И, наконец, третий тип психотического отношения — это мать, которая постоянно меняет собственный способ отношений с ребенком: как только он приспосабливается к одному, она меняет его на другой. Она то всеприсутствует, то всеотсутствует. То удовлетворяет любые капризы и случайные желания, то исчезает надолго и непонятно, когда появится. Она все путает: когда ребенок голоден, она укладывает его спать; когда он хочет спать, кормит его. В терминах социальной психологии, это такие отношения, основания которых меняются без всякой возможности их постижения, то ли из-за капризов, то ли из-за собственного психоза лидеров организации. А может, просто от глупости или реального отсутствия стратегии. Но обыденное сознание не проникает в дебри причинно-следственных отношений, а ограничивается констатацией того, что капризы, психозы и глупость непостижимы, что с этой институцией невозможно иметь дело и неясно, как с ней идентифицироваться. То ли мы играем в поддавки, то ли в шашки. То ли танцуем в балете, то ли поем в опере. Подобная ситуация может быть транзиторной, какой она была на сломе эпох в нашей стране, когда правила отношений, и раньше не очень-то внятные, быстро менялись. Но намного хуже, когда подобная неустойчивость становится стабильной. Правила все время нарушаются, забываются. На месте забытых появляются новые, чтобы столь же быстро исчезнуть. Это, наверное, самая патогенетичная из трех описанных ситуаций. К двум первым можно как-то приспособиться, но попытка приспособления к последней способна уничтожить остатки внутренней гармонии субъекта.
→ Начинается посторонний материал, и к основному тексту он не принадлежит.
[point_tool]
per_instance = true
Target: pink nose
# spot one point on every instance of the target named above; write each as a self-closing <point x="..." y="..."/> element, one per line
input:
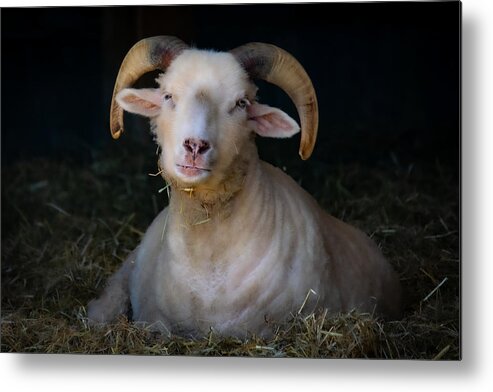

Все социальные фобии субъекта, включенного в психотические отношения, несмотря на их содержательное разнообразие, группируются вокруг страха расчленения или уничтожения.

Вне зависимости от варианта психотической структуры отношений между институцией и субъектом, у последнего не очень много возможностей найти выход. Используются такие архаические варианты психологической защиты, как отказ, расщепление, проективная идентификация. Субъект выбирает формы адаптации, которые, с клинической точки зрения, можно рассматривать как патологические варианты поведения. Наиболее часто встречаются снижение активности, ограничение контактов, позволяющие минимизировать негативные следствия разрушающего влияния психотических отношений. В выраженных случаях это приобретает оттенок аутистического поведения; к более мягким формам можно отнести варианты эскейпизма и дауншифтинга. Лидеры психотических институций в этом случае жалуются на отсутствие мотивированности, общих ценностей, на пассивность, комформность толпы, хотя на самом деле это лишь попытка сохранить остатки гармонии.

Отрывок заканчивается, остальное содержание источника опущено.